Don‘t Knock the Boat: Feminine Characters in Conrad‘s “Heart of Darkness”
Abstract
Kelly Larkin Conway‘s “Don‘t Knock the Boat: Feminine Characters in Conrad‘s ‘Heart of Darkness‘” floats the argument that critics have ignored a key feminine character in the story: The Boat. Indeed, “The Nellie” is the only female character to be christened with a name in Conrad‘s work. Larkin Conway suggests that the Nellie may be unmoored from traditional criticism of femininity in “Heart of Darkness” since it “resists both the expectation of spatial confinement, by transgressing national and cultural boundaries, and stereotypes of fragility” of women in travel writing. Larkin Conway‘s work is buoyed by the critical work of Karen Lawrence, who notes in Penelope Voyages: Women and Travel in the British Literary Tradition that “enduring narratives of the gendering of travel, a narrative that conflates travel and absence in the experience of Penelope, who is left behind” persist in the Western imagination (ix).
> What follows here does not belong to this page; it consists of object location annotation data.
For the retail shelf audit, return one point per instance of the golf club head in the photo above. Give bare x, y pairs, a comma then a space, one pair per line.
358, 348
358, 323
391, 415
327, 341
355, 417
Larkin Conway shows, however, that we may read the Nellie as the only female character who transgresses traditional gendered roles and “creates the opportunity for a dynamic feminine character” in Conrad‘s story. Larkin Conway does not turn a blind eye to the problematic representations of other women in the novel, but she does suggest Conrad may not always toe the line when it comes to Victorian feminine stereotypes.